Si è tenuta ieri a Giubiasco l'assemblea generale dell'Associazione Botteghe del Mondo della Svizzera italiana.
Un tema su tutti ha dominato le discussioni: la grave crisi che sta attanagliando i 16 punti vendita presenti in Ticino e nel Grigioni italiano.
Nel 2014 le vendite sono calate in modo considerevole e ieri, come rende noto il GdP, l'associazione ha dovuto suo malgrado decidere di ridurre le percentuali lavorative di due dipendenti.
Salvato, per ora, il deposito di Sementina, ma l'associazione sta comunque vagliando altre misure di risparmio per cercare di tenere in vita una realtà che esiste da ormai 36 anni e che resiste soprattutto grazie all'impegno di numerosi volontari.
"Nel corso dell'autunno 2015 tracceremo un bilancio e decideremo il futuro dell'associazione" ha spiegato al GdP la presidente Claire Fischer. "Se le cifre non dovessero essere incoraggianti, saremo costretti a procedere ad un'ulteriore diminuzione delle percentuali lavorative."
Le Botteghe del Mondo sono attualmente presenti a Lugano, Bellinzona, Locarno, Mendrisio, Biasca, Balerna, Cavergno, Faido, Giubiasco, Lamone, Losone, Melide, Poschiavo, Riva San Vitale, Roveredo e Tesserete.
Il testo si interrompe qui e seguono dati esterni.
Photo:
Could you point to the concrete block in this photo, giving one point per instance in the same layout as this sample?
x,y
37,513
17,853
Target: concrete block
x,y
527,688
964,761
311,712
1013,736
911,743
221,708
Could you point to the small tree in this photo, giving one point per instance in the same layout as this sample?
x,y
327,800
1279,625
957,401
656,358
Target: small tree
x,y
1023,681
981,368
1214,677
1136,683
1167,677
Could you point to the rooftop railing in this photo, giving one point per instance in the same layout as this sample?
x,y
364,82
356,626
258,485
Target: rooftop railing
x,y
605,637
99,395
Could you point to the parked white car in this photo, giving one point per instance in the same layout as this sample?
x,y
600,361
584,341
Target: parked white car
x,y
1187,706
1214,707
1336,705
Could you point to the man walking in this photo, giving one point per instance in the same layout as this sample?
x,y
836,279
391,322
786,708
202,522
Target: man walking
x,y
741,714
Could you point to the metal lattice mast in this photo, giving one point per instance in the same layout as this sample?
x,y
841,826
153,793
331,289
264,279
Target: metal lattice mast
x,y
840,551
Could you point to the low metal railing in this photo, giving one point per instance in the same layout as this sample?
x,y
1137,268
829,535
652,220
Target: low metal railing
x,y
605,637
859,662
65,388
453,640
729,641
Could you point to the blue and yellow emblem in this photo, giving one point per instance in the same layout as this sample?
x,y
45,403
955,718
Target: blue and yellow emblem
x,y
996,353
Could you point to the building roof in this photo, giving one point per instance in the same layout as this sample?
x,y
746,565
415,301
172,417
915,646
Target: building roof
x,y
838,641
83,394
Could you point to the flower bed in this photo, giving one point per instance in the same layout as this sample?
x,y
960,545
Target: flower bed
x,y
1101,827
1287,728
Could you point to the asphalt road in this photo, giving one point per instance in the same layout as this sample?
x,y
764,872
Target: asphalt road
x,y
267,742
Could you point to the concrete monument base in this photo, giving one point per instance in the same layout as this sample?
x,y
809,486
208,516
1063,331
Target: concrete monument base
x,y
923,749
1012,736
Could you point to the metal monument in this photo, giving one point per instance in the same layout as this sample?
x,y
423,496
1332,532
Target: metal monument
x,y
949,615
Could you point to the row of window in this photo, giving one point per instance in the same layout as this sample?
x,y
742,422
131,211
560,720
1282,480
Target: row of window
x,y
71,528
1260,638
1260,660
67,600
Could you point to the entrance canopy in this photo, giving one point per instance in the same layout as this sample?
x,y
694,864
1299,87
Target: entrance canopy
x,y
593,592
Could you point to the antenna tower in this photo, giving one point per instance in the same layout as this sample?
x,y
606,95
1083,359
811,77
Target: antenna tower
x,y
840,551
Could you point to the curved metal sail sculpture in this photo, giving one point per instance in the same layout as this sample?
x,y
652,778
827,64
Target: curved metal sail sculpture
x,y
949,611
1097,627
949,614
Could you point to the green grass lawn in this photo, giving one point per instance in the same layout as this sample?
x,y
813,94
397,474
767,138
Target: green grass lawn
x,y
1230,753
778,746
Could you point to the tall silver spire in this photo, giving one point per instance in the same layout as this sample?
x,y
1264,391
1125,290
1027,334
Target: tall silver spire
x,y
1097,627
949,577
A metterle in difficoltà sarebbe il diminuito potere d'acquisto del cittadino ticinese, ma anche la crescente concorrenza di altri negozi che vendono prodotti solidali. La speranza è quella di riuscire a invertire la rotta e uscire da questa grave crisi che mette in pericolo l'esistenza stessa delle botteghe.